Mohamed earns up to $40 a day, allowing her to take care of her family, and hopes that by defying tradition, she can contribute to changing the minds of her countrymen about the role of women.
Clients are often taken off guard when they climb into the white taxi and see Mohamed, wearing light make-up and a colourful hijab, behind the steering wheel.
Sadiq Dahir, a student at the Salaam University, admits he was surprised when he first saw her arrive to pick him up, but that his view has changed. "Recently I have been using this Rikaab taxi service.

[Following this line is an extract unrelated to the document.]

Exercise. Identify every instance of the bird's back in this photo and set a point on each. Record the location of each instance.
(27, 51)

Although it is male-dominated work I prefer the female taxi drivers because they drive safely and arrive on time."
'Alarming' gender inequality
The Somali capital, situated on a pristine white coastline with turquoise waters, remains dogged by violence a decade after the Al-Qaeda-linked Al-Shabaab was ousted from the city by African Union peacekeepers fighting alongside government troops.
The 1991 overthrow of president Siad Barre's military regime ushered in decades of chaos and civil war.
Thirty years later, the internationally backed federal government has yet to gain full control of the country or hold the first one-person, one-vote ballot since 1969, which had been promised this year.
Even the holding of a complex indirect vote has been delayed by political infighting, which recently led to gun battles between opposing camps in the capital.
Women's rights are low on the list of priorities, and the most recent data, in 2012, showed the country among the bottom four on a United Nations gender equality index.
The report described gender inequality as "alarmingly high", in a country where 98 percent of women have undergone genital mutilation.
"Women suffer severe exclusion and inequality in all dimensions of the index -- health, employment and labour market participation," it noted.
"Somali girls are given away in marriage very young, and violence against girls and women is widespread."